Self-concordant smoothing in proximal quasi-Newton algorithms for large-scale convex composite optimization
This work addresses optimization challenges in machine learning for problems with nonsmooth penalties, offering incremental improvements in algorithm design for researchers and practitioners.
The paper tackles large-scale convex composite optimization by introducing self-concordant smoothing to handle nonsmooth terms like l1-regularization, resulting in proximal quasi-Newton algorithms (Prox-N-SCORE and Prox-GGN-SCORE) that demonstrate efficiency against state-of-the-art approaches in numerical experiments on synthetic and real data.
We introduce a notion of self-concordant smoothing for minimizing the sum of two convex functions, one of which is smooth and the other nonsmooth. The key highlight is a natural property of the resulting problem's structure that yields a variable metric selection method and a step length rule especially suited to proximal quasi-Newton algorithms. Also, we efficiently handle specific structures promoted by the nonsmooth term, such as l1-regularization and group lasso penalties.
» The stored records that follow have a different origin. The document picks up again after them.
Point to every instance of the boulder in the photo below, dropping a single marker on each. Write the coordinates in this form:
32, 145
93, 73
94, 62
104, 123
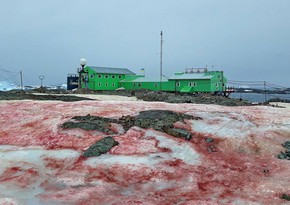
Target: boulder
100, 147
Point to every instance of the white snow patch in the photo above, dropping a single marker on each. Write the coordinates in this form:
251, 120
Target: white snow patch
109, 159
221, 125
30, 158
180, 150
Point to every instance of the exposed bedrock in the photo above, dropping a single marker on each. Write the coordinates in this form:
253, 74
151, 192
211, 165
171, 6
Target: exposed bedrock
160, 120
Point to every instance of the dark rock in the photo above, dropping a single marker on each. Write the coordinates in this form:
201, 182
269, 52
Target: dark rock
176, 132
100, 147
91, 123
160, 120
286, 154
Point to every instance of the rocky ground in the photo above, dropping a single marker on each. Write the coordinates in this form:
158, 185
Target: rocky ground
145, 95
138, 152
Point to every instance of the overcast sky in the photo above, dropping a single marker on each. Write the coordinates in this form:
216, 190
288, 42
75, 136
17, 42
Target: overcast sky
248, 39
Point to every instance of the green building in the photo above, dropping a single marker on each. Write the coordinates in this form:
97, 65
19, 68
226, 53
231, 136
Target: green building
191, 81
104, 78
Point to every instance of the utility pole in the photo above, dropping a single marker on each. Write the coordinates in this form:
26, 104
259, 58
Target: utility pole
21, 80
161, 60
265, 91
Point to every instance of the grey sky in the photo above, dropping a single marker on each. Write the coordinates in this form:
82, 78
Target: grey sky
247, 39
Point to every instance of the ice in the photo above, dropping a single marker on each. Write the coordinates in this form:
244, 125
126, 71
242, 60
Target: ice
42, 164
179, 149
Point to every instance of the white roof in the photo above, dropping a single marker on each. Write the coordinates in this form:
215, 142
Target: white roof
189, 76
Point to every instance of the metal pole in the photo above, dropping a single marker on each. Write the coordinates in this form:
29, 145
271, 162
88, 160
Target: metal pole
80, 78
161, 60
265, 91
21, 80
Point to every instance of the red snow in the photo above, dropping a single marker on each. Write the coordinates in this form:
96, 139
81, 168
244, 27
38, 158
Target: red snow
239, 167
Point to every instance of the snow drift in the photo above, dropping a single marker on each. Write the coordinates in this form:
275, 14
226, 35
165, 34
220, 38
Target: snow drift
41, 163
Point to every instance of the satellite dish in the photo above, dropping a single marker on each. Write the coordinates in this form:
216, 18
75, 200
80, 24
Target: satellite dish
83, 62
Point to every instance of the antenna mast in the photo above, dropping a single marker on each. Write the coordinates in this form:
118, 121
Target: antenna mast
161, 60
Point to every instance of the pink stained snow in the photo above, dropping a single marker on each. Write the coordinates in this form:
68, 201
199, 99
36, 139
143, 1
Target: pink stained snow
40, 163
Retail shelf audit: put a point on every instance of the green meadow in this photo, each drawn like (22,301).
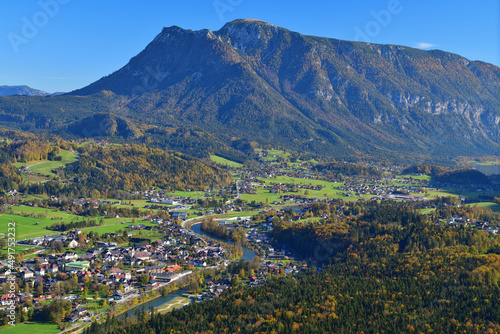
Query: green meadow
(45,167)
(493,206)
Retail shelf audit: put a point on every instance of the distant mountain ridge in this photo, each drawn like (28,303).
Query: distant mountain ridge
(21,90)
(257,82)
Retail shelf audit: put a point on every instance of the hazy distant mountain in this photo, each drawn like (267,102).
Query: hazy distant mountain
(255,81)
(21,90)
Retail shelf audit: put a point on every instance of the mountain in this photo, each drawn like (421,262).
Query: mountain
(21,90)
(252,81)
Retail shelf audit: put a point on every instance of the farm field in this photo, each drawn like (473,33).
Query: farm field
(174,304)
(31,328)
(27,227)
(327,188)
(45,167)
(493,206)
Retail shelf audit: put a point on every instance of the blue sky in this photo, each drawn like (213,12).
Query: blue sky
(62,45)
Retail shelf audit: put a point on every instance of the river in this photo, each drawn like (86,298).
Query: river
(157,302)
(248,254)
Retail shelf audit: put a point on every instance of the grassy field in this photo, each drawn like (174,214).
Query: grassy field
(225,162)
(26,227)
(31,328)
(485,163)
(327,188)
(416,177)
(45,167)
(275,154)
(174,304)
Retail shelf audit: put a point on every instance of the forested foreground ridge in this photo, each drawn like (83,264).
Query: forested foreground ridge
(392,270)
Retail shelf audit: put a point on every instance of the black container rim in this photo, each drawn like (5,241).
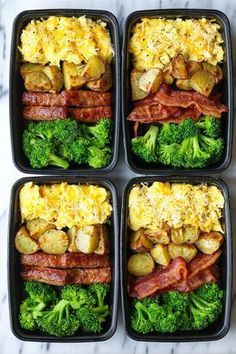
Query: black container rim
(221,184)
(106,183)
(116,46)
(185,12)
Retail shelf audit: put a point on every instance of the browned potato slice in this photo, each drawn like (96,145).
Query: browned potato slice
(186,251)
(160,254)
(215,70)
(55,76)
(94,68)
(103,244)
(184,235)
(183,84)
(141,264)
(87,239)
(38,226)
(192,67)
(203,82)
(178,67)
(72,234)
(104,83)
(209,242)
(54,242)
(28,68)
(137,93)
(139,242)
(151,80)
(24,243)
(37,81)
(73,76)
(158,236)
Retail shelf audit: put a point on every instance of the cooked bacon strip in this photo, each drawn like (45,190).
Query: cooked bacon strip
(44,113)
(66,260)
(92,114)
(81,98)
(45,275)
(160,279)
(43,99)
(89,276)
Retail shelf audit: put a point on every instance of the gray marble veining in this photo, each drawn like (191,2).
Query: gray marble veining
(119,343)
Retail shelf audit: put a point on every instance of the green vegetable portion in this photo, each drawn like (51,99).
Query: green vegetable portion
(77,308)
(175,311)
(60,142)
(188,144)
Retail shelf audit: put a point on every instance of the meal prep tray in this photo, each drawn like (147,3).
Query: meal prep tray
(17,123)
(15,283)
(226,88)
(221,327)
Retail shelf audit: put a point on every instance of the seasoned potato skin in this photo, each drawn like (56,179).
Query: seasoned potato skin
(140,264)
(54,242)
(38,226)
(160,254)
(24,243)
(186,251)
(210,242)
A convergence analysis for the class of proximal quasi-Newton methods covered by our framework is presented. In particular, we obtain guarantees, under standard assumptions, for two algorithms: Prox-N-SCORE (a proximal Newton method) and Prox-GGN-SCORE (a proximal generalized Gauss-Newton method). The latter uses a low-rank approximation of the Hessian inverse, reducing most of the cost of matrix inversion and making it effective for overparameterized machine learning models. Numerical experiments on synthetic and real data demonstrate the efficiency of both algorithms against state-of-the-art approaches. A Julia implementation is publicly available at https://github.com/adeyemiadeoye/SelfConcordantSmoothOptimization.jl.